Oil and commodities: That sprint in U.S. core inflation, by definition, doesn’t even include the recent run in energy prices. WTI pushed above $74 this week, and is close to its highest level since the triple-digit days of 2014. Even with a pullback in lumber and copper, the upswing in oil and gas weighs heavier, lifting commodity indices to new cycle highs. Thriving commodities do not suggest demand is lacking.
Stocks: After the briefest of lulls, equities globally are close to all-time highs again. The World MSCI index is now up almost 27% in the past 18 months. While that growth rate as a standalone isn’t extraordinary, recall that markets were already at record highs 18 months ago. That is extraordinary strength.
Home prices: From Cleveland, to Chicago, to Copenhagen, to Chatham, home prices are on a tear almost globally. Sales have cooled from white-hot conditions earlier this year, but that has scarcely reined in prices. To pick but one example, the median U.S. home price surged 23.6% y/y in May, well above even the fastest rise in the great 2005-06 housing bubble (16.6%). Oh, and Canada is even hotter, of course.
Asset markets: Rollicking prices are spreading well beyond houses and stocks. Non-fungible tokens may have hogged the spotlight for a spell, but old-school real live art prices have also surged in 2021, a classic cyclical indicator. Wayne Gretzky’s rookie card went for well over $1 million—can Tie Domi be far behind in a world awash in liquidity?
Money supply: I know it’s out of fashion, and a trifle uncool, but money supply trends still offer a rough guide to the direction of price pressures. And they are still pointed due north. Over the past 18 months, U.S. M2 is up 33.5%, far above the prior post-war peak of just over 20% in (gulp) the mid-1970s. Even after removing the spike in spring 2020, M2 has still run well into the double digits.
Crypto currencies and meme stocks: The fact these items are even on the list tells you there’s too much liquidity. No further comment.

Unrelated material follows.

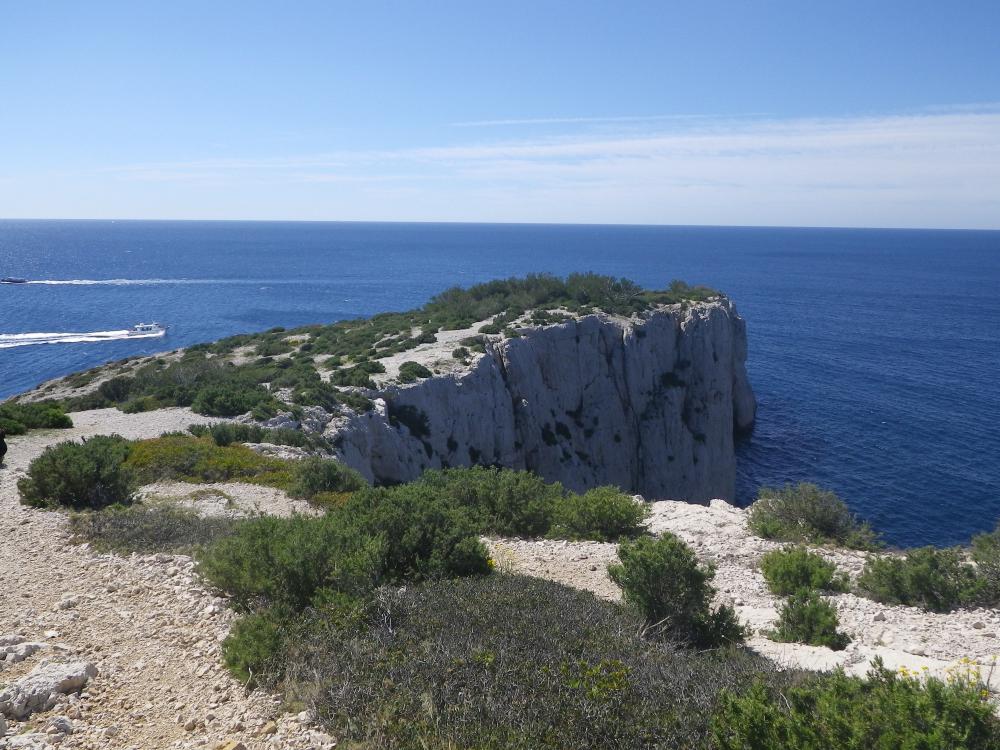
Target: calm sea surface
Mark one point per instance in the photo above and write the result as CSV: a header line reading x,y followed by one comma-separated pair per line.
x,y
875,354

Wages: Worker shortages are only just beginning to show up in headline wage measures. Fully 34% of small businesses in the U.S. are planning on raising compensation, one of the highest readings on record and more typical of late-cycle levels, not at the start of a recovery. It’s a similar story for Canadian SMEs, which are now expecting to increase wages over the next year at one of the fastest paces (2.4%) in the past decade. That’s not consistent with an economy operating with a glut of capacity and in need of massive monetary support.
Consumer and business confidence: While perhaps not at peaks, sentiment surveys are generally closer to cycle highs, not lows. To pick but one example, the Euro Area’s consumer confidence jumped in June, and has just seen its biggest four-month rise in 35 years of records. Combined with the build-up of personal savings in most economies, there’s little need for further policy prodding to get consumers to spend.

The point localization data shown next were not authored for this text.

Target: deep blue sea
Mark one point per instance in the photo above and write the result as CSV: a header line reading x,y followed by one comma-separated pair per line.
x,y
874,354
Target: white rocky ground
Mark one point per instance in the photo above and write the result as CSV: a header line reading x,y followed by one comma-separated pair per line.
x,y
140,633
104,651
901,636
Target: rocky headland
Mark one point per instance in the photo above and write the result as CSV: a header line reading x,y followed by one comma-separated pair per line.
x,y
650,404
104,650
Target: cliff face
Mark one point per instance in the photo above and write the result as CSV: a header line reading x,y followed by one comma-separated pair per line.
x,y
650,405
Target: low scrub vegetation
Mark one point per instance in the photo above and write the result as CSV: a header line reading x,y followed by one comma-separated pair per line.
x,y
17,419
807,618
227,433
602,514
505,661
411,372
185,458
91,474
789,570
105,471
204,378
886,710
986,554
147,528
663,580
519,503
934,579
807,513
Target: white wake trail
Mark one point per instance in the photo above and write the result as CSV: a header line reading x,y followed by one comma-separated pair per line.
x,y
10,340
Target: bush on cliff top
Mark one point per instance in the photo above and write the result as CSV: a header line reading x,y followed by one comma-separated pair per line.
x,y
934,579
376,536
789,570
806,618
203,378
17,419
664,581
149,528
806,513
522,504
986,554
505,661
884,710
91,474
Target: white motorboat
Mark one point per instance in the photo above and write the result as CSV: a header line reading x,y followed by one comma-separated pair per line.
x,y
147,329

Fiscal policy: Finally, the case for pedal-to-the-metal monetary policy is weakened by the reality that fiscal policy is already pressing on the gas. This week’s news that a US$579 billion infrastructure deal is at hand simply reinforces the point. While the package will be watered down by some revenue measures (but no tax hikes), the net new spending could still total more than $100 billion/year (or nearly 0.5% of GDP). At the very least, this adds yet another element of growth support in the years ahead, and further weakens the case for an exceptionally easy monetary policy stance for much longer.

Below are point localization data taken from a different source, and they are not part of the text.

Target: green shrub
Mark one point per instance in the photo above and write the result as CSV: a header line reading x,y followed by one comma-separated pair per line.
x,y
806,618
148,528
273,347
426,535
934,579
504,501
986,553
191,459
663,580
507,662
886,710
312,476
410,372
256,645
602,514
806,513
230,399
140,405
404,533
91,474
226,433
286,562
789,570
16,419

Grudging congratulations to the Montreal Canadiens, from a die-hard and unapologetic Leafs fan. Their Cup opponent hangs in the balance, but note that 10 of the 13 series settled so far in the playoffs have gone to the “underdog” (advantage NY Islanders for today, advantage Montreal in the final). The 27-year Cup drought for Canada-based teams may soon be over. One has to openly wonder how thrilled the NHL is with this outcome, given the still-constrained Canada-US border and the still-limited fan capacity in Montreal. But here’s guessing that the Bell Centre fans will more than compensate for numbers with noise. And for the economy—at least the Quebec economy—wouldn’t a Stanley Cup victory be a great accelerant for a grand economic re-opening this summer?